Retailing at trade exhibitions
Many exhibitors believe that exhibiting is retailing, where they book a shop (stand) at a specialised shopping centre (trade exhibition), then they dress the shop (stand building and display) then sit there waiting for buyers to stop by. They believe that the job of the exhibition organiser is to rent shops (stands), whereas the real job of the organiser is to create business opportunities.
Irrespective of the size and sophistication of the stand, you can tell if an exhibitor is retailing if:
- the stand has no staff or visitors
- the stand staff are standing around chatting to each other, reading or eating
- the stand is full of people intent only on collecting the give-aways and freebies
- the stand staff are poorly trained, lack product knowledge or worse, are students
- they are selling products on the stand
Retailing on an exhibition stand aims at selling one item to a 1000 people.
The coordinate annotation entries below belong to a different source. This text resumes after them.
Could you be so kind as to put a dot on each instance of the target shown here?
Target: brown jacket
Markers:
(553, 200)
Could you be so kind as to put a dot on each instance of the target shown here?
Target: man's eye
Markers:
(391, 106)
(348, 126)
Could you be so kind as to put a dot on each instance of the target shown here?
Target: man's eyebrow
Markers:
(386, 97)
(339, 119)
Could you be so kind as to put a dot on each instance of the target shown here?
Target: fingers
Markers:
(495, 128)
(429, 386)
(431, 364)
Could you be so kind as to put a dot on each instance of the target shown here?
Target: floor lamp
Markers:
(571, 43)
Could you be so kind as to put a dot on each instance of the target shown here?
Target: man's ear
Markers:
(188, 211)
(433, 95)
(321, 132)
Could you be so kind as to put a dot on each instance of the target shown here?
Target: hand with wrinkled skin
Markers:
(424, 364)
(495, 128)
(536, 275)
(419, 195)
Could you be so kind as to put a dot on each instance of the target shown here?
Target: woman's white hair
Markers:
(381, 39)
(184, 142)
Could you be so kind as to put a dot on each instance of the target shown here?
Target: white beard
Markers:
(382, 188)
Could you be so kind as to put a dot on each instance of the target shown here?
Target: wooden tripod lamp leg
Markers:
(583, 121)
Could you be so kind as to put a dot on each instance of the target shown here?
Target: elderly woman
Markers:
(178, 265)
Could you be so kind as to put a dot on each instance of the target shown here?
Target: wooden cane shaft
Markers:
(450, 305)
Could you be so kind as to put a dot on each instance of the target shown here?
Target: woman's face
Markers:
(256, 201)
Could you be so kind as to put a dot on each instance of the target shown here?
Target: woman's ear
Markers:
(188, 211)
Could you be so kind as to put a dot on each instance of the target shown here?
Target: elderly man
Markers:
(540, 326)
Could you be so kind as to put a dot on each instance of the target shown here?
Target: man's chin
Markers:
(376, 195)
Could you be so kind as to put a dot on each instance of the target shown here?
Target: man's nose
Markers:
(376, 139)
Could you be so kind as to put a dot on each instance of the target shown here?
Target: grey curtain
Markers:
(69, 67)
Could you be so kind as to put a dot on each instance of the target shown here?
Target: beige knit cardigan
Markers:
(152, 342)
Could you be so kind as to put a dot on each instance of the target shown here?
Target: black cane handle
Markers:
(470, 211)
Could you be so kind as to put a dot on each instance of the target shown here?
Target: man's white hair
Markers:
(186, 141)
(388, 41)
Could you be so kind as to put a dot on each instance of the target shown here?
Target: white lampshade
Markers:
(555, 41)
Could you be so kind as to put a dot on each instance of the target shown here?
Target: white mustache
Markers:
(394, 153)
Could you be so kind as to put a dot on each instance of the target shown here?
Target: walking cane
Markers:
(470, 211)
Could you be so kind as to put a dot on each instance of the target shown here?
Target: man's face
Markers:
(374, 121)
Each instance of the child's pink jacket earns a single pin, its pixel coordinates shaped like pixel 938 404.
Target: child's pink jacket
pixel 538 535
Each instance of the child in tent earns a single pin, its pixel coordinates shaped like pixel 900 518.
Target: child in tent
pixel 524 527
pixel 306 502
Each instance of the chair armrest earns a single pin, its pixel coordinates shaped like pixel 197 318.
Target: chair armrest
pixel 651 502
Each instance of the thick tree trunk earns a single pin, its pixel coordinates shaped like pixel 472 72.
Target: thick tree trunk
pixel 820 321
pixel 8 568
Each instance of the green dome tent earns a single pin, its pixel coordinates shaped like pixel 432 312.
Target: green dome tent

Marketing on an exhibition stand aims at selling 1000 items to 1000 buyers.
Retailing exhibitors exhibit for the wrong reasons (suppose we'd better be there as all my competitors are exhibiting), leave it till the last minute to plan their stand, then don't select, train and motivate the right stand staff. Once the show is over, they get back to their ‘real job', which is why over 80% of trade show leads are never followed up.
Exhibitions are the most direct marketing media – as you are face-to-face with your clients and prospects. If exhibitors want to improve their performance on trade exhibitions, they should stop retailing and start marketing.